I did encounter people like this and I swear their toxicity can destroy a team’s effort. Unfortunately, I might have lacked the confidence to fight this type of person.

The world is full of kind people. Be close to them. Run away from the others.

My tips: Feel free to claim you don’t want to work with toxic people. Don’t let them put in your mind that you are not good enough or valuable. Enjoy smart and kind people and be the person you want the other to be. Throw away toxicity.

4. Don’t Think You Don’t Deserve It

Several times I felt I did not deserve all the good things that happened to me. In a constantly moving technical world, it’s hard to find our place and understand this one is legit. You can quickly be the trusted person for a given application if you work on it for several months.

You can quickly teach others about a specific technology, framework or tool you worked on.

After 3 or 5 years you can carry a team and be a reference for beginners.

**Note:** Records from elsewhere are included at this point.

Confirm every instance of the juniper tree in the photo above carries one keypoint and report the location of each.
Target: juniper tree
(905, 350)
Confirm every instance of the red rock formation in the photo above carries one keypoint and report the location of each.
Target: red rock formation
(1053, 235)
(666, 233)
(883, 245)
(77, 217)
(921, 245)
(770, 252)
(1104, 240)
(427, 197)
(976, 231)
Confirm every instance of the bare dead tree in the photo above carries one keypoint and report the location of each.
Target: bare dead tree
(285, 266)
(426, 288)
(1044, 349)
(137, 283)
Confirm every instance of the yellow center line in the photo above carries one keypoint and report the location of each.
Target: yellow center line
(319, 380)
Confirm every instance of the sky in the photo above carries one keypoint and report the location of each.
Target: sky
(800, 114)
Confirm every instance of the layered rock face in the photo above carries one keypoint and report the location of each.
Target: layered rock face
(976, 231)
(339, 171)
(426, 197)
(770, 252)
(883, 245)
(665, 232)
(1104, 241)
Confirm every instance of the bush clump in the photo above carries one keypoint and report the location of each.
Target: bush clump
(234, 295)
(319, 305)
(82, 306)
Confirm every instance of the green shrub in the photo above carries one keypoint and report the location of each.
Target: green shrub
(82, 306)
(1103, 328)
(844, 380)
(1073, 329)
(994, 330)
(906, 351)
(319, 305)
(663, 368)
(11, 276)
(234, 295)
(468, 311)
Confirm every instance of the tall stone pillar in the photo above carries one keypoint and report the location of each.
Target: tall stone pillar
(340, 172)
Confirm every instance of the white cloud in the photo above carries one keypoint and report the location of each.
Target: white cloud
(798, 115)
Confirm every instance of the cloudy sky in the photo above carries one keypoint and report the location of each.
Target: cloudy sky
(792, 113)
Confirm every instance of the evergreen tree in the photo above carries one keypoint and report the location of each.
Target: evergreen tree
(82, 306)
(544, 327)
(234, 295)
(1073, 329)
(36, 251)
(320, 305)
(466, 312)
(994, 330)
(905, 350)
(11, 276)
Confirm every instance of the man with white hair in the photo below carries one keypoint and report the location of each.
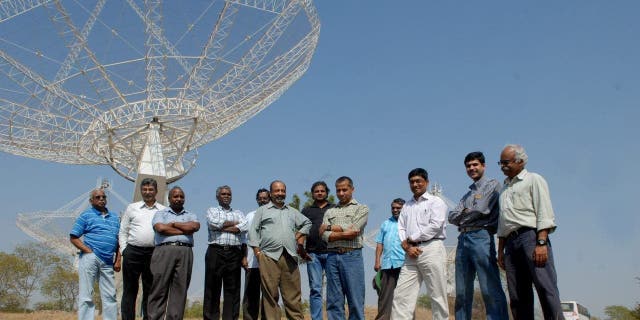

So often I was wondering if all this attention was normal and I was not cheating my colleagues.

I think my main issue was the inability to do some introspection and understand that if people trusted me for a task that meant they were doing it with good reason.

My tips: If sometimes you feel you’re overestimated, know that people trust you for good reason. You deserve the good things that happen because you worked hard for them. We are never totally prepared for new things, embrace them.

Conclusion

I have a gut feeling that all the things I would like to tell myself sound familiar to other developers. However, I also know we all have different stories, different experiences, and we probably give ourselves different advice.

I’m wondering, what advice would you give yourself? Is it the same as mine?